= Air operator's certificate =

Aviation license

An air operator's certificate issued by Russia to Aeroflot

An air operator's certificate (AOC) is the approval granted by a civil aviation authority (CAA) to an aircraft operator to allow it to use aircraft for commercial air transport purposes. This requires the operator to have personnel, assets and systems in place to ensure the safety of its employees and of the flying public. The certificate lists the approved aircraft types, each registration number approved to fly, the approved flying purpose, and in what area the holder may operate (such as specific airports or geographic region).

==Categories==
AOCs can be granted for one or more of the following activities:
- Aerial advertising
- Aerial photography
- Aerial spotting
- Aerial surveying
- Air ambulance
- Charter (low capacity and high capacity)
- Firefighting
- Flight training
- Regular public transport (RPT) (low capacity and high capacity)

Low capacity operations is when operating aircraft with under 38 passenger seats, high capacity is greater than 38 seats.

==Requirements==
The requirements for obtaining an AOC vary from country to country, but are generally defined as:
- Sufficient personnel with the required experience for the type of operations requested.
- Airworthy aircraft, suitable for the type of operations requested.
- Acceptable systems for the training of crew and the operation of the aircraft (Operations Manual).
- A quality system to ensure that all applicable regulations are followed.
- The appointment of key accountable staff, who are responsible for specific safety critical functions such as training, maintenance and operations.
- Carriers Liability Insurance (for Airlines) – Operators are to have sufficient insurance to cover the injury or death of any passenger carried.
- Proof that the operator has sufficient finances to fund the operation.
- The operator has sufficient ground infrastructure, or arrangements for the supply of sufficient infrastructure, to support its operations into the ports requested.
- The certificate is held by a legal person who resides in the country or region of application (for EASA).

==International variations==
An AOC is referred to as an Air Carrier Operating Certificate in the United States and as an Air Operator Certification in New Zealand.

=== New Zealand ===
The Civil Aviation Authority of New Zealand's Part 119 establishes Air Operator Certification rules for Air Transport Operations (ATO) and Commercial Transport Operations (CTO). They provide two levels of certification: (a) AOC for air operations in all sizes of aircraft; (b) general aviation AOC for air operations in helicopters and aircraft with nine or less passenger seats.

=== United States ===
In the United States, two certifications are required to operate an airline. Economic certification is obtained from the Department of Transportation, whereas operational/safety certification is obtained from the FAA. Both are required to operate an airline.

According to the United States Department of Transportation, the Federal Aviation Administration (FAA) is to maintain an airline air carrier's operating certificate in the category of fitness.

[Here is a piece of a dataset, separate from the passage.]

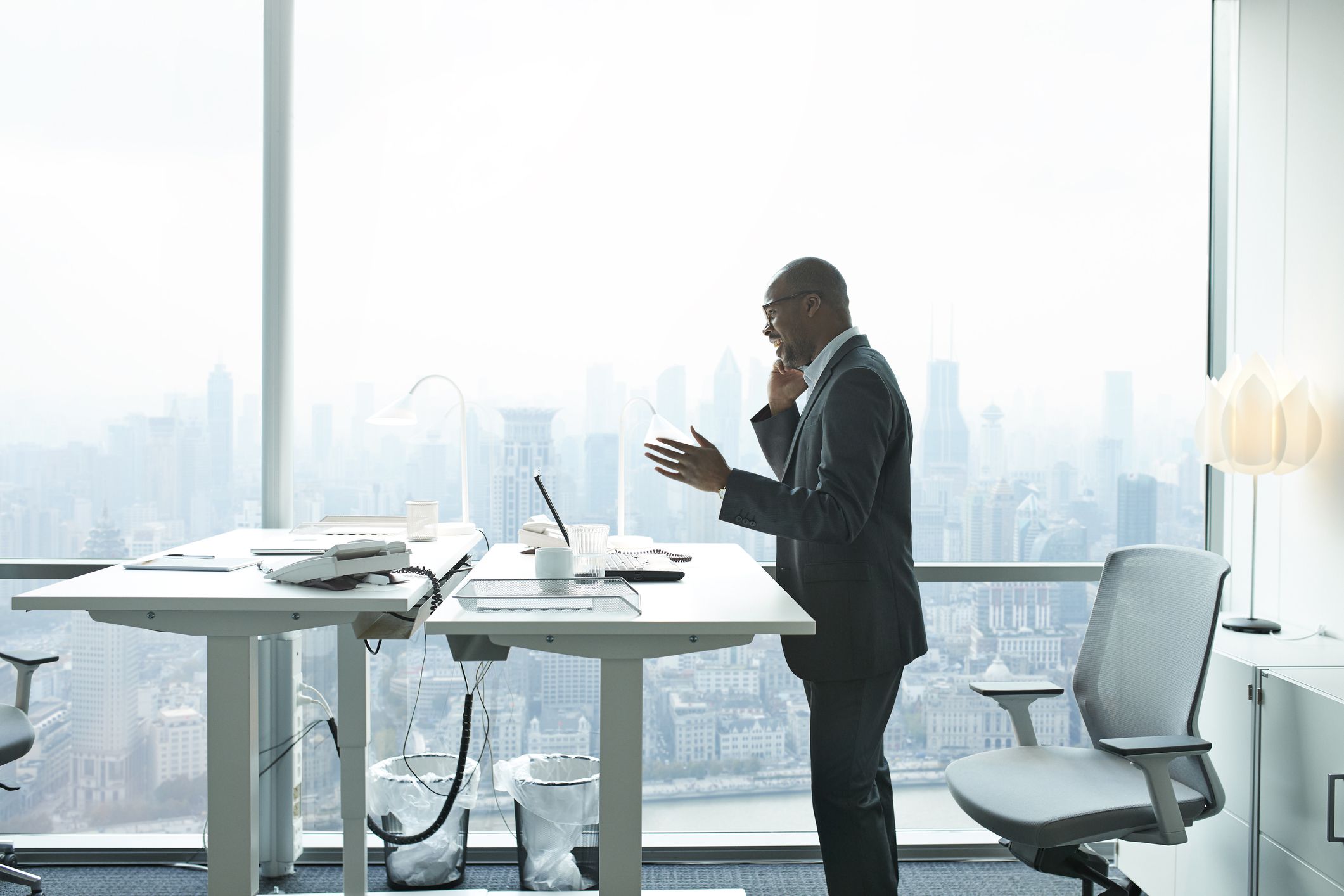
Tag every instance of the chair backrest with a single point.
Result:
(1142, 663)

An air carrier must maintain the following three standards: adequate financing, competent management, a willingness to comply with applicable laws and regulations. At least 75 percent of airlines controlling voting equity must be held by US citizens.

==Transfer==
An AOC is valuable. It shows the relevant CAA's acceptance of the operator's personnel, infrastructure and procedures. In most jurisdictions an AOC may be sold or acquired to avoid the arduous process of gaining regulator acceptance for a new AOC. To this end, a failed airline can be sold as a going concern and then changed into another business. For example, Northwest Airlines bought FLYi airline's AOC to start Compass Airlines, a previous feeder airline for Delta Air Lines marketed as Delta Connection. Likewise Air Australia purchased the AOC, staff and routes of the failed OzJet airlines.